Spark SQL Interactive shell remains the same:

use tpch;

Time taken: 0.015 seconds

select count(*) from lineitem;

2000
Time taken: 0.673 seconds, Fetched 1 row(s)

For JDBC connection with Thrift Server, you can try it with various JDBC supported tools including SQuirreLSQL and hive-beeline. For example, to use it with beeline:

./beeline
Beeline version 1.2.2 by Apache Hive
beeline> !connect jdbc:hive2://localhost:10000

1: jdbc:hive2://localhost:10000> use testdb;
+---------+--+
| Result  |
+---------+--+
+---------+--+
No rows selected (0.013 seconds)

select count(*) from account;
+-----------+--+
| count(1)  |
+-----------+--+
| 1000000   |
+-----------+--+
1 row selected (1.97 seconds)

Use TiSpark together with Hive

You can use TiSpark together with Hive.

Before starting Spark, you need to set the HADOOP_CONF_DIR environment variable to your Hadoop configuration folder and copy hive-site.xml to the spark/conf folder.

val tisparkDF = spark.sql("select * from tispark_table").toDF
tisparkDF.write.saveAsTable("hive_table") // save table to hive
spark.sql("select * from hive_table a, tispark_table b where a.col1 = b.col1").show // join table across Hive and Tispark

Batch write DataFrames into TiDB using TiSpark

Starting from v2.3, TiSpark natively supports batch writing DataFrames into TiDB clusters. This writing mode is implemented through the two-phase commit protocol of TiKV.

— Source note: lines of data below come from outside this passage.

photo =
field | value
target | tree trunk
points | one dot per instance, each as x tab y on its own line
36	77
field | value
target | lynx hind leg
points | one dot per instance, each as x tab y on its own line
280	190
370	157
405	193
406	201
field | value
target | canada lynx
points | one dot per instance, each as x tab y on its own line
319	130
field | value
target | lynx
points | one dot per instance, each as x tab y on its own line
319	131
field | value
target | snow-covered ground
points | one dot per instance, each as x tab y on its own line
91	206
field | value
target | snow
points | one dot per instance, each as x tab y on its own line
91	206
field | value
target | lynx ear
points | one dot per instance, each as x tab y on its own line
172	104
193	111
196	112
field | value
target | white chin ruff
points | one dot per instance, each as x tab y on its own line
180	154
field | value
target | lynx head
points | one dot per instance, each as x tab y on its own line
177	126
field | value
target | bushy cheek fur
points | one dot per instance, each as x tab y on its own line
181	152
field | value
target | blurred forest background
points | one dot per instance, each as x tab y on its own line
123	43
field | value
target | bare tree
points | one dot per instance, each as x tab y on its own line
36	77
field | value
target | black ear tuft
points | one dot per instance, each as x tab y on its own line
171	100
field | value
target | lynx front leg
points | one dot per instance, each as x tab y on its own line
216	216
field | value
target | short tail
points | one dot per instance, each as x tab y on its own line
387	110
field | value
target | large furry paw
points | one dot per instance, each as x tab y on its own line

Compared with the writing through Spark + JDBC, the TiSpark batch writing has the following advantages:

Aspects to compare	TiSpark batch writes	Spark + JDBC writes
Atomicity	The DataFrames either are all written successfully or all fail to write.	If the Spark task fails and exits during the writing process, a part of the data might be written successfully.
Isolation	During the writing process, the data being written is invisible to other transactions.	During the writing process, some successfully written data is visible to other transactions.
Error recovery	If the batch write fails, you only need to re-run Spark.	An application is required to achieve idempotence. For example, if the batch write fails, you need to clean up the part of the successfully written data and re-run Spark. You need to set `spark.task.maxFailures=1` to prevent data duplication caused by task retry.
Speed	Data is directly written into TiKV, which is faster.	Data is written to TiKV through TiDB, which affects the speed.

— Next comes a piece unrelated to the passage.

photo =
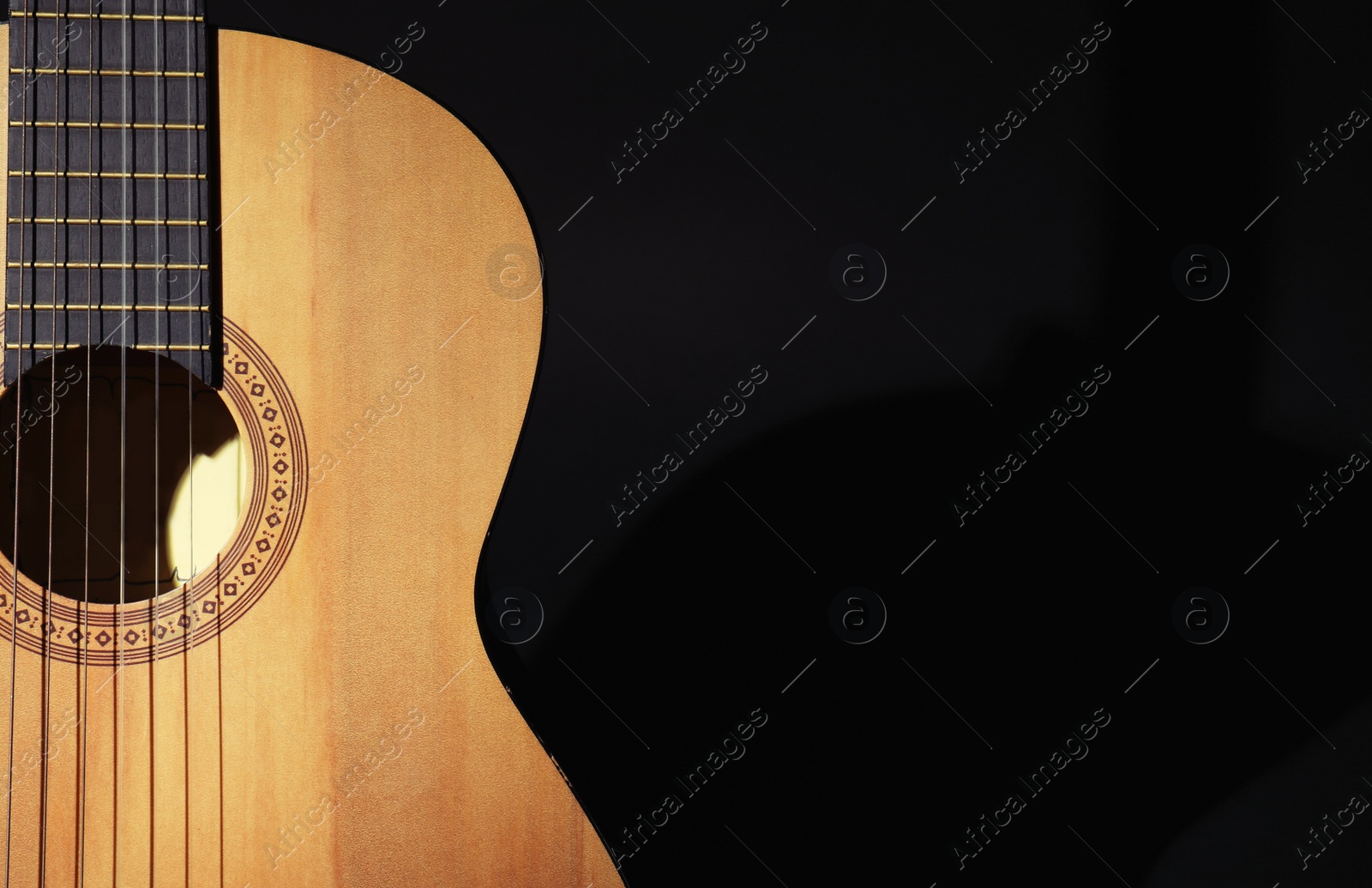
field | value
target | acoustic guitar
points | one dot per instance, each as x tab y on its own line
272	320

The following example shows how to batch write data using TiSpark via the scala API:

// select data to write
val df = spark.sql("select * from tpch.ORDERS")

// write data to tidb
df.write.
  format("tidb").
  option("tidb.addr", "127.0.0.1").
  option("tidb.port", "4000").
  option("tidb.user", "root").
  option("tidb.password", "").
  option("database", "tpch").
  option("table", "target_orders").
  mode("append").
  save()

If the amount of data to write is large and the writing time exceeds ten minutes, you need to ensure that the GC time is longer than the writing time.

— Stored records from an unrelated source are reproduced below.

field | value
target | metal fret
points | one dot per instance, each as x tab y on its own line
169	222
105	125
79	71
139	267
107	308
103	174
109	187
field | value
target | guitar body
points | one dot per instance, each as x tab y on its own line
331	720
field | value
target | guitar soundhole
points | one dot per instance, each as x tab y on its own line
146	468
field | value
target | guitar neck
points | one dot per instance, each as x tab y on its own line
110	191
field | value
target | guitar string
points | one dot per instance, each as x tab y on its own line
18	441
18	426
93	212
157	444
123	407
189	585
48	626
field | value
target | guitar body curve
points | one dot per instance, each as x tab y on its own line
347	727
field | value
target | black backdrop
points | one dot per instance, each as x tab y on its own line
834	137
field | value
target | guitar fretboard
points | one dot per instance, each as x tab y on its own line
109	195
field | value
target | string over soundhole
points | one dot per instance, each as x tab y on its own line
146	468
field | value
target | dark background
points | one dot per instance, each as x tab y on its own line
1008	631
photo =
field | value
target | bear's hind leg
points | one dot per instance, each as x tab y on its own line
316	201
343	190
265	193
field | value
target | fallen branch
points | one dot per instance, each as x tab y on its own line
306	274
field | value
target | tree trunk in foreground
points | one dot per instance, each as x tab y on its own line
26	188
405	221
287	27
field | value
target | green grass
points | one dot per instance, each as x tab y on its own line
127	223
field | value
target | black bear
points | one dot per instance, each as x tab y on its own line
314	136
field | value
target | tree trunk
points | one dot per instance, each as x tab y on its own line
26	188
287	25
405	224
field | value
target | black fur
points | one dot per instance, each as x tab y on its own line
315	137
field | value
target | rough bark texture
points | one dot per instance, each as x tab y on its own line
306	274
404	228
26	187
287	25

update mysql.tidb set VARIABLE_VALUE="6h" where VARIABLE_NAME="tikv_gc_life_time";

Refer to this document for details.

Load Spark Dataframe into TiDB using JDBC

In addition to using TiSpark to batch write DataFrames into the TiDB cluster, you can also use Spark's native JDBC support for the data writing:

import org.apache.spark.sql.execution.datasources.jdbc.JDBCOptions

val customer = spark.sql("select * from customer limit 100000")
// You might repartition the source to make it balance across nodes
// and increase the concurrency.
val df = customer.repartition(32)
df.write
.mode(saveMode = "append")
.format("jdbc")
.option("driver", "com.mysql.jdbc.Driver")
 // Replace the host and port with that of your own and be sure to use the rewrite batch
.option("url", "jdbc:mysql://127.0.0.1:4000/test?rewriteBatchedStatements=true")
.option("useSSL", "false")
// As tested, 150 is good practice
.option(JDBCOptions.JDBC_BATCH_INSERT_SIZE, 150)
.option("dbtable", s"cust_test_select") // database name and table name here
.option("isolationLevel", "NONE") // recommended to set isolationLevel to NONE if you have a large DF to load.
.option("user", "root") // TiDB user here
.save()

It is recommended to set isolationLevel to NONE to avoid large single transactions which might potentially lead to TiDB OOM.

Note

When you use JDBC, the default value of isolationLevel is READ_UNCOMMITTED, which causes the error of unsupported isolation level transactions. It is recommended to set the value of isolationLevel to NONE.

Statistics information

TiSpark uses TiDB statistic information for the following items:

Determining which index to ues in your query plan with the estimated lowest cost.
Small table broadcasting, which enables efficient broadcast join.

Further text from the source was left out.